Fallait-il justement, mon Dieu, que ce fût lui !
Elle pleure encore.
Sitôt qu’on l’entrevoit, comme le bonheur fuit !
Comme ils sont payés chers, les espoirs qu’il accorde !
Relevant la tête vers le Christ.
Il n’est donc nulle part une Miséricorde
Quand le malheur aveugle a trop broyé quelqu’un ?
Oh ! tes parts ne sont pas égales pour chacun,
Fatalité ; le bras est injuste qui frappe.
Se relevant en chancelant.
Comme je me sens faible et comme tout m’échappe !
SCENE V
LA COMTESSE ; PIERRE DE KERSAC.
La comtesse apparaît subitement à la porte de gauche, pendant que Pierre de Kersac se précipite par celle de droite.

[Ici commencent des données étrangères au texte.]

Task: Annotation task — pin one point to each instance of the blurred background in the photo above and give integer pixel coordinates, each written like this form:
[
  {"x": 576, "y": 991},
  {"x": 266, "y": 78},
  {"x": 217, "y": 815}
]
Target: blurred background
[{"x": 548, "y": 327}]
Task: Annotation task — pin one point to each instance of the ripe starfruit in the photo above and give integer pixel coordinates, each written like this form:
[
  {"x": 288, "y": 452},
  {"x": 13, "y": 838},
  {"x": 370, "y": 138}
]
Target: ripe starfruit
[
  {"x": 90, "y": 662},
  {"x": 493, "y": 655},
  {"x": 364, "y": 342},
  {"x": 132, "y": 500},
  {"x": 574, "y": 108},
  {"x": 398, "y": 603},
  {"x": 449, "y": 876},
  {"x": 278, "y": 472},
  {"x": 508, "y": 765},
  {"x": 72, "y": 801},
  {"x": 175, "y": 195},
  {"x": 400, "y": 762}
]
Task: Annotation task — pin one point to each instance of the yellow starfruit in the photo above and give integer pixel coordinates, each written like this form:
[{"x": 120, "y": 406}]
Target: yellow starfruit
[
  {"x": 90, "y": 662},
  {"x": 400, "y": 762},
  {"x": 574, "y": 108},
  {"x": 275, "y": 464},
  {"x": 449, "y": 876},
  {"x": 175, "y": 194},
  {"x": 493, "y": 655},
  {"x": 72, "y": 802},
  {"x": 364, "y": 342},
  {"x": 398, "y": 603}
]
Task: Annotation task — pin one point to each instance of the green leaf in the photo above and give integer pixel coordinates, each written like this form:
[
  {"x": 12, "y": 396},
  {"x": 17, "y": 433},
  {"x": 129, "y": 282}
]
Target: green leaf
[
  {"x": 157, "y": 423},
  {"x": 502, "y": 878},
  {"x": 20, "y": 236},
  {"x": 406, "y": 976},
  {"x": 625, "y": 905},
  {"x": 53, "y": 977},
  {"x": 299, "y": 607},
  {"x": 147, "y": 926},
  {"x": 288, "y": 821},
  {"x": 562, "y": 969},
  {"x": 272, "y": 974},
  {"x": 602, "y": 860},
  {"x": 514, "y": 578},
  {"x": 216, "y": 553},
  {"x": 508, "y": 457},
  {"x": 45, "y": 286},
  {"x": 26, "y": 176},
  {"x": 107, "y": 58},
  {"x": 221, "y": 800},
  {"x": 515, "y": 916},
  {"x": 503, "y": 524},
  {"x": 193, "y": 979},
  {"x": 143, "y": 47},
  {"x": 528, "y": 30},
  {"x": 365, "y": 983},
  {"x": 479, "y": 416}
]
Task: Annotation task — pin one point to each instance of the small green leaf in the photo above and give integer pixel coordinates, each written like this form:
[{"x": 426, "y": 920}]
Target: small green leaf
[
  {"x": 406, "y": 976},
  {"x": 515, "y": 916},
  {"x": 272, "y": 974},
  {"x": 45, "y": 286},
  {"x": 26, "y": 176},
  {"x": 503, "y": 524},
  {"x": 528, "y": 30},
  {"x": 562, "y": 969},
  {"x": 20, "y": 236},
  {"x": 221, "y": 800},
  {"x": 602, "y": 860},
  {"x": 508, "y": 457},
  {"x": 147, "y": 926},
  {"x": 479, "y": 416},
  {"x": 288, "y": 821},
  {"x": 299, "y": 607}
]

PIERRE DE KERSAC, à la comtesse.
Madame, les Anglais sont autour du château,
Et je crois qu’il l’instant ils vont donner l’assaut.
LA COMTESSE
Faites votre devoir, monsieur.
PIERRE DE KERSAC, avec hauteur.
J’ai l’habitude
De le faire toujours.
LA COMTESSE
Le combat sera rude,
Vous êtes peu nombreux, et je crains fort.
PIERRE DE KERSAC
Nous sommes,
Madame, bien assez, n’étant point de ces hommes
Qui comptent l’ennemi vivant ; dans un combat,
On compte seulement chaque front qu’on abat.
SCENE VI
LES MÊMES, plus YVES DE BOISROSÉ avec une barrique sur l’épaule.

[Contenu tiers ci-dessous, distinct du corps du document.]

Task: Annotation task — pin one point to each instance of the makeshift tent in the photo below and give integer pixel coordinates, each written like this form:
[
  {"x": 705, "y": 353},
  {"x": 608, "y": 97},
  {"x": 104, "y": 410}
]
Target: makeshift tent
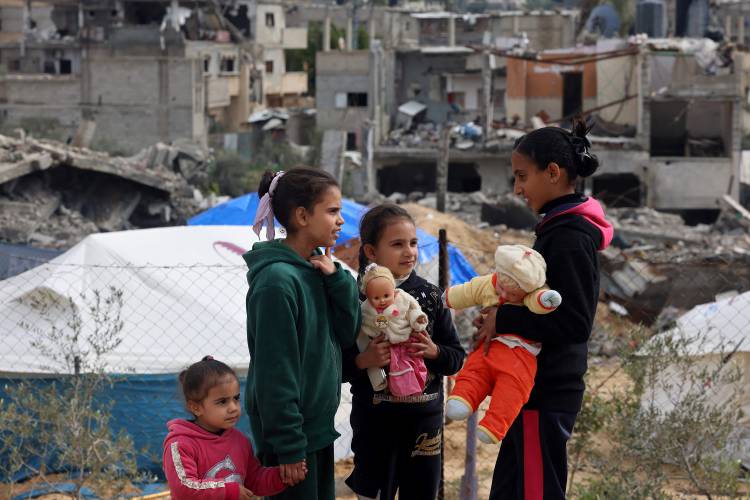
[
  {"x": 241, "y": 211},
  {"x": 183, "y": 297},
  {"x": 714, "y": 333}
]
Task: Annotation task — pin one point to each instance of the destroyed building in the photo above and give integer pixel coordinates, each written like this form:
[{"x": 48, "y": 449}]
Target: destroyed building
[
  {"x": 53, "y": 195},
  {"x": 282, "y": 86},
  {"x": 668, "y": 115},
  {"x": 134, "y": 72},
  {"x": 423, "y": 72}
]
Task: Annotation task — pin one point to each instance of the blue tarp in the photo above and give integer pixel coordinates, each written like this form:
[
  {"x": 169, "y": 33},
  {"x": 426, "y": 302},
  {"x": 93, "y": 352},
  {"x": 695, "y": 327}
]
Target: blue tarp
[{"x": 241, "y": 211}]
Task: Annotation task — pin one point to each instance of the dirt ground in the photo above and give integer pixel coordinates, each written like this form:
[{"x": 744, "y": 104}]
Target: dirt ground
[{"x": 478, "y": 245}]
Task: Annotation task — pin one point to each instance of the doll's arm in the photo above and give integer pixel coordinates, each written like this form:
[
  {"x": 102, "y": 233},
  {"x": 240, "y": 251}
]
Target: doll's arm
[
  {"x": 417, "y": 318},
  {"x": 478, "y": 292},
  {"x": 368, "y": 321},
  {"x": 542, "y": 300}
]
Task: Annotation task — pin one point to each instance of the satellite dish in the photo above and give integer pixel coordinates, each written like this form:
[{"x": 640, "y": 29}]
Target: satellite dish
[{"x": 604, "y": 20}]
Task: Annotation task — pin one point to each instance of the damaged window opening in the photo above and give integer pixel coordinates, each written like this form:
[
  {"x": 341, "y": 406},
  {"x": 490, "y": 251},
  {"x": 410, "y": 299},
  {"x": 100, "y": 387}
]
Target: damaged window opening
[
  {"x": 618, "y": 190},
  {"x": 572, "y": 93},
  {"x": 228, "y": 65},
  {"x": 144, "y": 13},
  {"x": 457, "y": 100},
  {"x": 351, "y": 141},
  {"x": 410, "y": 177},
  {"x": 690, "y": 129},
  {"x": 356, "y": 99}
]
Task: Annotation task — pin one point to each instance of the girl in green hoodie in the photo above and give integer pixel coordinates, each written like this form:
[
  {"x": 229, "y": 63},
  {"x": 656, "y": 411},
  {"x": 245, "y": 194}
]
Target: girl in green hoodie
[{"x": 302, "y": 309}]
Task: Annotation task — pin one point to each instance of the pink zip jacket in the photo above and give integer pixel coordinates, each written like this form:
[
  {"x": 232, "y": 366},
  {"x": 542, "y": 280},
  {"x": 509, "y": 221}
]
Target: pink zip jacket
[{"x": 202, "y": 465}]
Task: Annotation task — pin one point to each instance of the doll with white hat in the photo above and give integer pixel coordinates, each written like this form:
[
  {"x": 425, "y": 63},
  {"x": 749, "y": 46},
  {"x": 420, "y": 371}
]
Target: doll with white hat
[
  {"x": 387, "y": 310},
  {"x": 518, "y": 279},
  {"x": 506, "y": 367}
]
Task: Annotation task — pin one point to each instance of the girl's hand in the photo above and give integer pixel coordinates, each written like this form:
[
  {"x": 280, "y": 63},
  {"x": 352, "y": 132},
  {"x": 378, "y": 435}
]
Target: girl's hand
[
  {"x": 377, "y": 354},
  {"x": 485, "y": 324},
  {"x": 323, "y": 263},
  {"x": 292, "y": 474},
  {"x": 246, "y": 494},
  {"x": 423, "y": 347}
]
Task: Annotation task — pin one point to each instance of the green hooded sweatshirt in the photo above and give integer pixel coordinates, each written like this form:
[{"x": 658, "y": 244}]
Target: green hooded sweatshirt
[{"x": 298, "y": 320}]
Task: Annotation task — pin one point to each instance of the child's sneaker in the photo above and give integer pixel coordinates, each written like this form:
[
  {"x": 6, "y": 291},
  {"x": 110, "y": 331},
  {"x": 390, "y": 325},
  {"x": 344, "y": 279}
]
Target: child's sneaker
[
  {"x": 457, "y": 409},
  {"x": 486, "y": 437}
]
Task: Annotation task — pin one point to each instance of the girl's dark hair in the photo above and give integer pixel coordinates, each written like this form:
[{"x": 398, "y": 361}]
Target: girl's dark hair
[
  {"x": 570, "y": 150},
  {"x": 299, "y": 187},
  {"x": 373, "y": 224},
  {"x": 200, "y": 377}
]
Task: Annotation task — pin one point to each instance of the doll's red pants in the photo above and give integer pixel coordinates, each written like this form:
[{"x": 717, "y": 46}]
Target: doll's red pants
[{"x": 506, "y": 374}]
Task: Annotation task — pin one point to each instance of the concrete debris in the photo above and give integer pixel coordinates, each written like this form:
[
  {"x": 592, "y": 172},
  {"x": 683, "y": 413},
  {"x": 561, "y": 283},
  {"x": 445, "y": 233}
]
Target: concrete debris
[
  {"x": 332, "y": 151},
  {"x": 509, "y": 210},
  {"x": 656, "y": 260},
  {"x": 53, "y": 194}
]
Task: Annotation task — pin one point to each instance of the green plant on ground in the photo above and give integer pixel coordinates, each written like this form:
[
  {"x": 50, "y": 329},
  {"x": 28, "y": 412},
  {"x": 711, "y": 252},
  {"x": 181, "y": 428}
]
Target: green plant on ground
[
  {"x": 669, "y": 413},
  {"x": 63, "y": 424}
]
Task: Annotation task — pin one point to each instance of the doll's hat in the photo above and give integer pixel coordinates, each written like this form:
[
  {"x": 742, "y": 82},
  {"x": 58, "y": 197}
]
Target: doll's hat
[
  {"x": 525, "y": 265},
  {"x": 375, "y": 271}
]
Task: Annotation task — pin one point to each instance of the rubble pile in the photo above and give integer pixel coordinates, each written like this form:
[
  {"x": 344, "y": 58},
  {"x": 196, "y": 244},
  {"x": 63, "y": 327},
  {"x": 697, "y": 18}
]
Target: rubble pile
[
  {"x": 478, "y": 245},
  {"x": 477, "y": 209},
  {"x": 52, "y": 194},
  {"x": 659, "y": 266}
]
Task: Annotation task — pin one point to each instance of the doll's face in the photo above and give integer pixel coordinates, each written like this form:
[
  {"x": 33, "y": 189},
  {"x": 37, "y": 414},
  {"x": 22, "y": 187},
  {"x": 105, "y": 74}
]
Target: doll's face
[
  {"x": 380, "y": 293},
  {"x": 508, "y": 289}
]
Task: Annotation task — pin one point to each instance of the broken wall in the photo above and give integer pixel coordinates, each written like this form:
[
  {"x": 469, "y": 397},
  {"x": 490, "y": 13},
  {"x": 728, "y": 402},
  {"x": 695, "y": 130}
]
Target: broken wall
[
  {"x": 534, "y": 87},
  {"x": 622, "y": 77},
  {"x": 340, "y": 73},
  {"x": 545, "y": 31},
  {"x": 469, "y": 87},
  {"x": 421, "y": 78},
  {"x": 273, "y": 81},
  {"x": 688, "y": 184},
  {"x": 134, "y": 101},
  {"x": 269, "y": 24}
]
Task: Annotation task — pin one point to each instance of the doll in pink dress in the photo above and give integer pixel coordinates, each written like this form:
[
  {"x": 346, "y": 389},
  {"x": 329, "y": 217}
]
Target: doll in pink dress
[{"x": 395, "y": 313}]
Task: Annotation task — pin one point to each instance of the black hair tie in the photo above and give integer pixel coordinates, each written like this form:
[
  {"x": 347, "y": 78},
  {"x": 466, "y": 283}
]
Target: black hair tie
[{"x": 581, "y": 147}]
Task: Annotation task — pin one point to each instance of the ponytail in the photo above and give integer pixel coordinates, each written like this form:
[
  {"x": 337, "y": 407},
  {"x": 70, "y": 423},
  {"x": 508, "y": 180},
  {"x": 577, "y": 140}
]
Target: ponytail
[{"x": 570, "y": 150}]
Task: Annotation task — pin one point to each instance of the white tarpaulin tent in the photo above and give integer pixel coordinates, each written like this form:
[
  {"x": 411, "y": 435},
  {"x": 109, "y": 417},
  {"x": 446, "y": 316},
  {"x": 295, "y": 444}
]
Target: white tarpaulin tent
[
  {"x": 714, "y": 333},
  {"x": 183, "y": 297}
]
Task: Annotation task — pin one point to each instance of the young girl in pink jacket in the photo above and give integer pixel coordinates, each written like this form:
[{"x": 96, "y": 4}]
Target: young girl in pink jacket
[{"x": 207, "y": 458}]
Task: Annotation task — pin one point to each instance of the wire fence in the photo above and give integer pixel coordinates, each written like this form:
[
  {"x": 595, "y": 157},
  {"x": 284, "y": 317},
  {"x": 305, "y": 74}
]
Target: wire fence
[{"x": 52, "y": 316}]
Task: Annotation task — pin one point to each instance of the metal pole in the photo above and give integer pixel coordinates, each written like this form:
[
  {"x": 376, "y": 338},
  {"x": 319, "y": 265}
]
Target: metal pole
[
  {"x": 469, "y": 479},
  {"x": 442, "y": 167},
  {"x": 443, "y": 281}
]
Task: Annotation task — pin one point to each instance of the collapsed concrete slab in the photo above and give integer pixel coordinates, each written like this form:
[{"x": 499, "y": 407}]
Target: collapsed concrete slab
[{"x": 54, "y": 194}]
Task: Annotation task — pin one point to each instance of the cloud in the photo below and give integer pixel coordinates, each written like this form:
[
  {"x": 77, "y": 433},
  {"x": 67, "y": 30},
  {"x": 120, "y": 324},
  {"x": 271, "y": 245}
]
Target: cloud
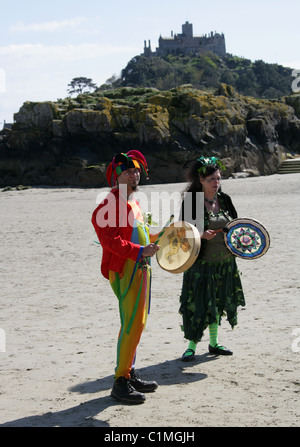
[
  {"x": 52, "y": 26},
  {"x": 65, "y": 53}
]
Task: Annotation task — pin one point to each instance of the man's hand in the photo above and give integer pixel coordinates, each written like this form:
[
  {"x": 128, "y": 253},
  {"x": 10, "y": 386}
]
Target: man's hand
[{"x": 150, "y": 250}]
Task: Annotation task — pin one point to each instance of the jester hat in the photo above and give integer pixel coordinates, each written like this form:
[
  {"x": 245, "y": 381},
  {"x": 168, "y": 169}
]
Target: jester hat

YVES DE BOISROSÉ, soufflant.
Me voici.
PIERRE DE KERSAC
Qu’est cela ?
YVES DE BOISROSÉ
Cela, c’est du genièvre.
PIERRE DE KERSAC
Où vas-tu le porter ?
YVES DE BOISROSÉ
Oh ! d’abord à ma lèvre,
Puis à ces bons Anglais que je veux enivrer !
PIERRE DE KERSAC
Es-tu fou ?
YVES DE BOISROSÉ
Pas du tout. Je vais leur préparer
Une boisson très chaude et très saine aux entrailles.

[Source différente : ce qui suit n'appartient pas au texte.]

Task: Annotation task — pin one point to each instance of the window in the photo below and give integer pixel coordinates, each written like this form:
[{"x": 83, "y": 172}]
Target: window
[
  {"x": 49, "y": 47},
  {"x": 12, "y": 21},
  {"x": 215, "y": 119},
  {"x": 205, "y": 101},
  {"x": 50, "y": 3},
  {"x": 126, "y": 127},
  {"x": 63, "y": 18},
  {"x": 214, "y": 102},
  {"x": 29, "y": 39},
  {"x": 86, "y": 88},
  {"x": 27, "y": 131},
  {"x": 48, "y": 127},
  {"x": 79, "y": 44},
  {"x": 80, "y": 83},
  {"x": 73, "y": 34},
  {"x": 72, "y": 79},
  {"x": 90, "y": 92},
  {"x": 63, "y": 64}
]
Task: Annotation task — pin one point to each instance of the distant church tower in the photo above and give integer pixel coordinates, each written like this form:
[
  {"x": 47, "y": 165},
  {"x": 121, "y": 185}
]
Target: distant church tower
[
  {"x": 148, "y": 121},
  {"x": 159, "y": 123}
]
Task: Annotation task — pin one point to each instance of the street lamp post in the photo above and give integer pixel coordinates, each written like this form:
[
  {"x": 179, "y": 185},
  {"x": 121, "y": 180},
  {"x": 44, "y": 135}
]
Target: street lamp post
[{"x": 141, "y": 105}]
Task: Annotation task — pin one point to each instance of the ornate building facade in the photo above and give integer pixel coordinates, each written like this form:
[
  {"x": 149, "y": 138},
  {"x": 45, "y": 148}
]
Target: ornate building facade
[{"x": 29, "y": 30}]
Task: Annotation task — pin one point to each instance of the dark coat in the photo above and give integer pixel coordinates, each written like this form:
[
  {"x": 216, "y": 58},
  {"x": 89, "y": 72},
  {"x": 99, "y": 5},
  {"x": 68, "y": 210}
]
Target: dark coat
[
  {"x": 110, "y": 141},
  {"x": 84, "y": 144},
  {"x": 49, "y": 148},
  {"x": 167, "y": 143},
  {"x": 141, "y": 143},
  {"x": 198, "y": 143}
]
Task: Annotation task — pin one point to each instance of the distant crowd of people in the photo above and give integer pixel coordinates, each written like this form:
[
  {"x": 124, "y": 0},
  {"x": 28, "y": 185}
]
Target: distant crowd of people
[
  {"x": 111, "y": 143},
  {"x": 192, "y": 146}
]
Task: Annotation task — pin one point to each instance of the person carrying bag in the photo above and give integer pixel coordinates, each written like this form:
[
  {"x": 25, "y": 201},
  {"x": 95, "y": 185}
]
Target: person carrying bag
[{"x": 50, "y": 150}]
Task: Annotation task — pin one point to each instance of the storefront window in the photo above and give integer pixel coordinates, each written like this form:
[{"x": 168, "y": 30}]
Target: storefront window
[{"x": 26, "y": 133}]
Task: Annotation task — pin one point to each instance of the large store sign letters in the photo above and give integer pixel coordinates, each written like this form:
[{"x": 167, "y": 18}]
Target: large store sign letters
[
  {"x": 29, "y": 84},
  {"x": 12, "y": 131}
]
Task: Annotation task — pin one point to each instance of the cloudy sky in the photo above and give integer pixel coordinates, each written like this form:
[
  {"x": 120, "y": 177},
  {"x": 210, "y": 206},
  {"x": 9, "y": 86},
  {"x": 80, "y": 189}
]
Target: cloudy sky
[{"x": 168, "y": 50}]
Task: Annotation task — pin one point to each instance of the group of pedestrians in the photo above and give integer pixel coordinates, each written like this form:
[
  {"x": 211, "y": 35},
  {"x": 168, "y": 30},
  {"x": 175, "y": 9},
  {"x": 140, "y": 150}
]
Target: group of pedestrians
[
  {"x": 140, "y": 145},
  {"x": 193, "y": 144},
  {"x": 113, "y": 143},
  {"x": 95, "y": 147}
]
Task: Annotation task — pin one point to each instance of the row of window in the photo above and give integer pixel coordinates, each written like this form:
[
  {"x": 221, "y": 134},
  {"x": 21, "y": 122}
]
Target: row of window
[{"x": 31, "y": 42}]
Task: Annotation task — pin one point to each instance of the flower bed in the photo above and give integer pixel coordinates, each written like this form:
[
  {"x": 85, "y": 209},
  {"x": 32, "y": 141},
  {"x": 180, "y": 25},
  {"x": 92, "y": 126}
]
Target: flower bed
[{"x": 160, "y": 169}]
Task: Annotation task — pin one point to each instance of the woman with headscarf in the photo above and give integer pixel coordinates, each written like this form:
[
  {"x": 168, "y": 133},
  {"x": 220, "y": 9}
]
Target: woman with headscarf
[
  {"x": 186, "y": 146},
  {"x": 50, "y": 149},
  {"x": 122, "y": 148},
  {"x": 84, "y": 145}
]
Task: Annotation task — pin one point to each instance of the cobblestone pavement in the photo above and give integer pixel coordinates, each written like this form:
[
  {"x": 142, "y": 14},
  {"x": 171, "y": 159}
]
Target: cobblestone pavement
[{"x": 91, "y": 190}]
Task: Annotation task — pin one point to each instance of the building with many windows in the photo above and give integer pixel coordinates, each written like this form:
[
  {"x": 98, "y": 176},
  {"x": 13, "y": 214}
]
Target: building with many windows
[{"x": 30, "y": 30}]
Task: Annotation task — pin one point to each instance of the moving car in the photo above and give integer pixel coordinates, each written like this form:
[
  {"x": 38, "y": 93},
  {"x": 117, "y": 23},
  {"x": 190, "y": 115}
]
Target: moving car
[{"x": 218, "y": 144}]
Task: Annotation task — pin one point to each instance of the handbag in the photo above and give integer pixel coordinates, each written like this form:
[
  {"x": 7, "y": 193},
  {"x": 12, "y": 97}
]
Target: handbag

Car, lorsqu’ils auront mis une échelle aux murailles,
Je laisserai monter les hommes jusqu’au bout.
Puis, dés que le premier surgira, tout à coup
J’ôterai le bouchon, leur versant sur la tète
Un fleuve de genièvre.
Se frottant les mains avec joie.
Oh ! cela n’est pas bête,
Vois-tu, car, pénétrant chacun jusqu’à la peau,
J’arroserai du haut en bas leur vil troupeau.
Puis, lorsqu’ouvrant la bouche avec leur nez humide,
Tous ces pots bâilleront sous ma barrique vide,
Espérant qu’il en reste au fond encore un peu,
Ainsi qu’en des blés mûrs j’y bouterai le feu,
Et je verrai couler leur cascade enflammée,
Et je me réjouirai de sentir la fumée
Du genièvre qui brûle et des Anglais rôtis.